问题
I have implemented a neural network (using CUDA) with 2 layers. (2 Neurons per layer). I'm trying to make it learn 2 simple quadratic polynomial functions using backpropagation.
But instead of converging, the it is diverging (the output is becoming infinity)
Here are some more details about what I've tried:
- I had set the initial weights to 0, but since it was diverging I have randomized the initial weights
- I read that a neural network might diverge if the learning rate is too high so I reduced the learning rate to 0.000001
- The two functions I am trying to get it to add are:
3 * i + 7 * j+9andj*j + i*i + 24(I am giving the layeriandjas input) - I had implemented it as a single layer previously and that could approximate the polynomial functions better
- I am thinking of implementing momentum in this network but I'm not sure it would help it learn
- I am using a linear (as in no) activation function
- There is oscillation in the beginning but the output starts diverging the moment any of weights become greater than 1
I have checked and rechecked my code but there doesn't seem to be any kind of issue with it.
So here's my question: what is going wrong here?
Any pointer will be appreciated.
回答1:
If the problem you are trying to solve is of classification type, try 3 layer network (3 is enough accordingly to Kolmogorov) Connections from inputs A and B to hidden node C (C = A*wa + B*wb) represent a line in AB space.

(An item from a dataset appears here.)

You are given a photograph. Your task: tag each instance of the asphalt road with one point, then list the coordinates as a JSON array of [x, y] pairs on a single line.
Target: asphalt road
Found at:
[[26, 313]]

That line divides correct and incorrect half-spaces. The connections from hidden layer to ouput, put hidden layer values in correlation with each other giving you the desired output.
Depending on your data, error function may look like a hair comb, so implementing momentum should help. Keeping learning rate at 1 proved optimum for me.
Your training sessions will get stuck in local minima every once in a while, so network training will consist of a few subsequent sessions. If session exceeds max iterations or amplitude is too high, or error is obviously high - the session has failed, start another.
At the beginning of each, reinitialize your weights with random (-0.5 - +0.5) values.
It really helps to chart your error descent. You will get that "Aha!" factor.
回答2:
The most common reason for a neural network code to diverge is that the coder has forgotten to put the negative sign in the change in weight expression.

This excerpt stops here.